新たなデザイン性を加味するスケルトナイズのアプローチ
Vintage 1945 XXL Largedate & Moonphase

ヴィンテージ 1945 XXL ラージデイト&ムーンフェイズ
2015年発表のカラーバリエーション。透過させた文字盤からのぞくのは、非常に優秀な設計を持つジャンピングアワーモジュールである。仕上げも優秀だ。自動巻き(Cal.3300-0105)。32石。2万8800振動/時。パワーリザーブ約46時間。SS(縦36.1×横35.25mm)。30m防水。177万円。

 実に多くのデザインに取り組んだルイジ・マカルーソ。現行品で、その要素を最も色濃く受け継いでいるのが、「ヴィンテージ 1945 ラージデイト&ムーンフェイズ」ではないだろうか。ケースの形状は従来のモデルに同じ。しかしインデックスはさらに拡大され、文字盤もスケルトナイズされた。そのデザインは、一見従来のジラール・ペルゴからは離れているように思える。しかし、大胆さを盛り込む手法は、ルイジ・マカルーソが好んだものだ。彼の精神的遺産を踏襲したモデル、とは言い過ぎだろうか。

 搭載するのは、キャリバー3000の改良版であるGP3300。リリース当初は安定しないムーブメントだったが、現在は素材や設計が改良され、優れた安定性を持つに至った。現在の基準から見るとパワーリザーブなどは短いが、精度は良好なうえ、現行品とは思えないほどの薄さは、この時計に優れた装着感をもたらしている。かつこのジャンピングデイトとムーンフェイズモジュールも、初出は2001年だ。ちなみにこのモジュールは、ルイジ・マカルーソの肝入りで設計されたもの。1の位のディスクは、透明で厚さが0.1㎜しかないため、ラージデイトにもかかわらず、表示のつなぎ目は見えない。またこのラージデイトは、数百分の1秒で切り替わる、という特徴を持っている。そのための動力は長い時間をかけて小さなスプリングに蓄えられており、振り角への影響は最小限に抑えられる。

 筆者の見る限り、最もルイジ・マカルーソのデザインを、本質的に受け継いだであろうヴィンテージ 1945 ラージデイト&ムーンフェイズ。当然だが、この新作は彼が手掛けたものではない。しかし彼が今にありせば、きっとこの時計を喜んだのではないか。
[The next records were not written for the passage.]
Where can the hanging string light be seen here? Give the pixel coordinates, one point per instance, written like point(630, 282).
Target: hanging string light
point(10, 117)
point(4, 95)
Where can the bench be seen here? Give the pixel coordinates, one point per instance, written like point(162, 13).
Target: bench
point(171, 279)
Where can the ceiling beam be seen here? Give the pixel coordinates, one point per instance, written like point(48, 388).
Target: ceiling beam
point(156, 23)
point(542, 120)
(左)ヴィンテージ 1945 デイト&スモールセコンド
最も日常使いに適したモデル。薄いケースと薄いブレスにより、着け心地は極めて良好だ。近年の同社が好む、強い筋目のダイアルを持つ。自動巻き(Cal.3300-0035)。28石。2万8800振動/時。パワーリザーブ約46時間。SS(縦33.3×横32.46mm)。30m防水。112万円。
(中)ヴィンテージ 1945 レディ
1996年初出。小さなケースに合わせて、ムーブメントもわざわざ小さなものを用意している。ブレスレットの完成度も高い。自動巻き(Cal.2700-0003)。26石。2万8800振動/時。パワーリザーブ約36時間。SS(縦28.2×横27.86mm)。30m防水。163万円。
(右)ヴィンテージ 1945 XXL スモールセコンド
最もベーシックなモデル。外装に力を入れるようになっただけあって、文字盤の発色は大変鮮やかだ。自動巻き(Cal.3300-0059)。32石。2万8800振動/時。パワーリザーブ約46時間。SS(縦36.2×横35.25mm)。30m防水。109万円。
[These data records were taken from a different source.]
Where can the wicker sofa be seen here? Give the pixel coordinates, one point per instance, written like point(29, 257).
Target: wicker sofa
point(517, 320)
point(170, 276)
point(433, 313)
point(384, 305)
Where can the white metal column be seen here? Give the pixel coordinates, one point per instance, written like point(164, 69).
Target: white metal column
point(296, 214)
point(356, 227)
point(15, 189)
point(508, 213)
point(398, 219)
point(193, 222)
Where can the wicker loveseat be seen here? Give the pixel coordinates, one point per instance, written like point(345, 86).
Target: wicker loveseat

 今年70周年を迎えた「ヴィンテージ 1945」。デザインは従来にほぼ同じだが、クォリティは年々向上している。一例がダイアルの立て付けだ。以前はケースとの隙間が均一でないものも見られたが、最近のコレクションは、チリが完全に詰められた。湾曲した文字盤を持つ時計で、ここまでチリが詰められたものは珍しいのではないか。またケースの磨きも、以前よりも大きく改善された。結果として、現在のヴィンテージ 1945は、きちんと正常進化を遂げたという印象を与える。もちろん優れた装着感という美点は、従来にまったく同じだし、ムーブメントの信頼性も、初出から20年経った現在も、際立って高いと言えるだろう。
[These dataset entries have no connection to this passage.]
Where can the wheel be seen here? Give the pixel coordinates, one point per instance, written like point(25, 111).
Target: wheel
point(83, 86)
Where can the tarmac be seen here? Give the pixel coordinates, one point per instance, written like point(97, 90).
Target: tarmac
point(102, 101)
 もっとも弱点はいくつかある。その最大のものは、現在の基準からするとケースが小さいこと。「XXL」と銘打ったモデルでさえ、ケース幅は36㎜程度しかないのである。「もう少し大きなモデルがあれば、アジアでもっと売れるのに」と、あるリテーラーが漏らした理由も分からなくはない。

 

(左)ヴィンテージ 1945 XXL ラージデイト&ムーンフェイズ
右ページモデルのカラーバリエーション。このモデルは2014年に発表されたもので、グレー地のスケルトナイズドダイアルを持つ。自動巻き(Cal.3300-0105)。32石。2万8800振動/時。パワーリザーブ約46時間。SS(縦36.1×横35.25mm)。30m防水。177万円。
(中)ヴィンテージ 1945 XXL ラージデイト&ムーンフェイズ
個人的には、コレクションで最も好ましいモデル。視認性の高いラージデイトと、良好な装着感、そして現行品らしい高い質感を持つ。自動巻き(Cal.3300-0105)。32石。2万8800振動/時。パワーリザーブ約46時間。SS(縦36.1×横35.25mm)。30m防水。326万円。
(右)ヴィンテージ 1945 XXL クロノグラフ
小振りなクロノグラフ。ムーブメントが傑作Cal.30C0でないのは残念だが、外装の仕上げは相変わらず優秀だ。自動巻き(Cal.3300-0064)。47石。2万8800振動/時。パワーリザーブ約46時間。18KPG(縦36.95×横36.00 mm)。30m防水。349万円。

 ただしこれには理由がある。ルイジ・マカルーソは一貫して、ケースサイズとムーブメントサイズの乖離を好まなかった。ケースのサイズはムーブメントに比例すべきというのが彼の考えで、そのためジラール・ペルゴの時計は、過剰なまでに大きなケースを持つことがなかったのである。その伝統は、今なお、ヴィンテージ 1945では良く守られていると言えるだろう。

 今年でリバイバルから20年を迎えたヴィンテージ 1945。優れた装着感と、良くできたデザイン、そして枯れた機構は大変に魅力的だ。正直プライスレンジはかなり上がってしまった。しかしそれでもなお、この時計は抗しがたい魅力を湛えている。